AVRUPADA İDİL’Lİ BİR PORTRE

       Bindouzyüzyetmişüç yılının Nisan ayında İdil İlçesine bağlı Basak Köyünde bahar tüm yeşilini cömertçe köyün etrafına, içerisine doldurmuştu! Enva ı çeşit çiçekler o esen bahar rüzgârı eşliğinde raksa koyulmuşlardı. Ayrı renklerdeki kelebekler, arılar ve kuşlar da o raksa eşlik ediyorlardı. Memleketimize her bahar mevsiminde akın eden göçmen kuşların büyük bir kısmı yuvalarını kurmak için Basak köyünün etrafındaki meşe ağaçlarını keşfe koyulmuşlardı. Daha evvelki tarihlerde Zerdüşt İbadethanesi olup Miladi 400’lü yıllarda kiliseye çevrilen Basak Köyündeki çift burçlu o görkemli mabedin on metre batısında kireç taşından abara mimarisi ile inşa edilmiş iki oda ve bir salondan ibaret evde doğar Hüseyin Bulut.
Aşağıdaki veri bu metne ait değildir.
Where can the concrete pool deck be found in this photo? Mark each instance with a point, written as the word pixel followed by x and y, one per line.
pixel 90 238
Babası H. Hasan’nın   hayalinde doğan çocuğunu büyüdüğünde  üniversiteyi bitirene kadar imkanlarını zorlayarak onu okutmaktı. Basak köyünde oturan Hüseyin Bulut’un babası 1981 yılında İdil Yatılı İlköğretim Bölge okuluna oğlunu götürüp öğrenci kaydını yapar. O güne kadar Basak köyünden hiçbir yere gitmemiş olan Hüseyin’in tedirgin olduğunu fark eden  babası teselli etmek için saçlarını okşar ve oğlum sen daha bizi özlemeden ziyaretine gelirim deyip  okuldan- oğlundan ayrılır. Hüseyin tedirginlik içerisinde gündüz okuluna; geceleri de okulun yatakhanesinde yatarak öğrenimine devam eder.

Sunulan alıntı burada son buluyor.